Narcos von unten

Der Pablo Escobar-Clan, die Morde, der Glaube und die Versöhnung
Foto: EKDKultur/Schoelzel

Über die Missionsakademie in Hamburg lernte Johann Hinrich Claussen den kolumbianischen Theologen und Schriftsteller Juan Esteban Londoño kennen. Sein Vater war vor Jahrzehnten schicksalshaft mit dem Chef des Medellíner Drogenkartells, Pablos Escobar, verknüpft. Londoño setzt heute auf Versöhnung. Über die Missionsakademie in Hamburg lernte Johann Hinrich Claussen den kolumbianischen Theologen und Schriftsteller Juan Esteban Londoño kennen. Sein Vater war vor Jahrzehnten schicksalshaft mit dem Chef des Medellíner Drogenkartells, Pablos Escobar, verknüpft. Londoño setzt heute auf Versöhnung.
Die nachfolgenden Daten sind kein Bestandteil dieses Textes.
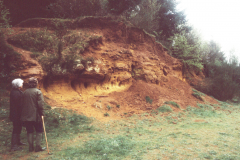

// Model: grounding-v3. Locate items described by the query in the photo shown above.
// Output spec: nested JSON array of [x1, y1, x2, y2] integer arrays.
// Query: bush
[[157, 105, 172, 113], [165, 101, 180, 108], [0, 31, 21, 78], [47, 0, 102, 18], [8, 30, 58, 53], [192, 89, 205, 101]]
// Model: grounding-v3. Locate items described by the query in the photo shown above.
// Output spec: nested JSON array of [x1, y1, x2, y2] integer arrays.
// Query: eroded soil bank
[[7, 17, 217, 121]]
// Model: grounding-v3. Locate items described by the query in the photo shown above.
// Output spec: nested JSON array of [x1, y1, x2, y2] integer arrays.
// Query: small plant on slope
[[165, 101, 180, 108]]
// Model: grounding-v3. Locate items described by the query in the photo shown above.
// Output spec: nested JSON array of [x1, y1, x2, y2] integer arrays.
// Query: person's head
[[12, 78, 24, 89], [28, 77, 38, 88]]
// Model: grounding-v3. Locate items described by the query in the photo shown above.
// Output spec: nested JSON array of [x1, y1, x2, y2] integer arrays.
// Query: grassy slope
[[0, 86, 240, 160]]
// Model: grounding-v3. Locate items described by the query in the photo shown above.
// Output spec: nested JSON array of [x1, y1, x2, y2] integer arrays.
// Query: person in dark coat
[[9, 78, 25, 151], [21, 77, 45, 152]]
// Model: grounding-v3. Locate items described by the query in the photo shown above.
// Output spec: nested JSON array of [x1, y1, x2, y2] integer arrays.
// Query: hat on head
[[28, 77, 38, 88], [12, 78, 24, 88]]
Hierzulande kennt man die Schrecken der jüngeren Geschichte Kolumbiens fast nur aus Unterhaltungsfilmen wie der Netflix-Serie «Narcos»: spannend, exotisch und aus der Perspektiven eines «guten» US-amerikanischen Polizisten erzählt. Ganz anders stellt es sich dar, wenn man mit einem Kolumbianer selbst spricht. Zum Beispiel mit dem jungen Schriftsteller und Theologen Juan Esteban Londoño. Aufgewachsen ist er in Medellín. Sein Vater war ein Politiker, der der Versuchung erlag, für Pablo Escobar zu arbeiten, den Chef des Medellín-Kartells. Als kleines Kind musste er erleben, wie die Polizei sie beide unter Feuer nahm. Knapp entkamen sie mit dem Leben. Wenig später wurde der Vater von Escobars Leuten ermordet.
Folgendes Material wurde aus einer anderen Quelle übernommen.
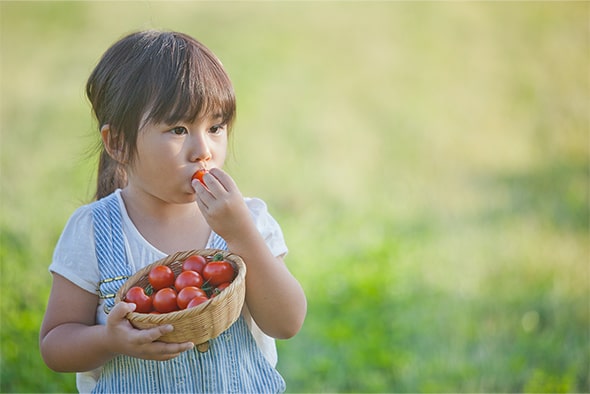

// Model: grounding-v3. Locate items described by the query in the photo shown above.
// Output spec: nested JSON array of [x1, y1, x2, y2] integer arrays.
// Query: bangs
[[145, 33, 236, 129]]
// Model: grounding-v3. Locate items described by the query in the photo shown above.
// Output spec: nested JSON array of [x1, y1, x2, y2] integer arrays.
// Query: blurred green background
[[0, 1, 590, 392]]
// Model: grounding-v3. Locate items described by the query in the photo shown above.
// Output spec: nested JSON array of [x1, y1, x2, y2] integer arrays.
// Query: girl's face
[[127, 116, 228, 203]]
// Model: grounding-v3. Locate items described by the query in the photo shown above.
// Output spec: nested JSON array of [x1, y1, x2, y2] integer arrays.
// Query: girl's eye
[[209, 124, 225, 134], [170, 126, 188, 135]]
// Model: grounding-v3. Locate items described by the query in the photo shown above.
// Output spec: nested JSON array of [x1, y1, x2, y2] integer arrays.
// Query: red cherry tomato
[[203, 261, 235, 286], [148, 265, 174, 290], [174, 271, 203, 291], [182, 254, 207, 274], [125, 286, 152, 313], [176, 286, 207, 309], [153, 287, 178, 313], [186, 296, 209, 309], [211, 282, 231, 298], [192, 168, 209, 185]]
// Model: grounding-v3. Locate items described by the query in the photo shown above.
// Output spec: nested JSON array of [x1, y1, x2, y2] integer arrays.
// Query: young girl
[[40, 31, 306, 393]]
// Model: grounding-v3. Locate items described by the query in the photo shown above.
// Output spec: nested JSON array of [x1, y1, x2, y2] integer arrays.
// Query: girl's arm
[[193, 168, 307, 339], [39, 274, 193, 372]]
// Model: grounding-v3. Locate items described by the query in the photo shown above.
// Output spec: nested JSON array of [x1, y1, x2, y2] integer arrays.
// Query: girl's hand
[[192, 168, 253, 242], [106, 302, 194, 361]]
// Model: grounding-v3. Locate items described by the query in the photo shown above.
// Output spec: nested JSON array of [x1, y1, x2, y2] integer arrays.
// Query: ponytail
[[95, 148, 127, 200]]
Londoño wäre als Jugendlicher fast den Weg ins Verbrechen gegangen. Doch fand er den Weg in eine pfingstlerische Freikirche. Man kann ruhig sagen: in eine Sekte. Durch sie grenzte er sich radikal von anderen Jugendlichen ab, fand zu einem disziplinierten Lebensrhythmus und zur Bibel. Das half ihm, einen anderen, seinen eigenen Weg zu gehen, der gleichermaßen durch Bibel und Literatur bestimmt ist.

Eines Tages, er war nun Theologiestudent und nahm in seiner Fakultät an einer Andacht teil, da erschien plötzlich einer der Mörder seines Vaters. Er hatte im Gefängnis zum christlichen Glauben gefunden und wollte nun, endlich aus der Haft entlassen, all diejenigen um Vergebung bitten, denen er Schaden zugefügt hatte. So bat er auch den gänzlich unvorbereiteten Londoño um Vergebung. Und der umarmte ihn in einer spontanen Bewegung und versöhnte sich mit ihm.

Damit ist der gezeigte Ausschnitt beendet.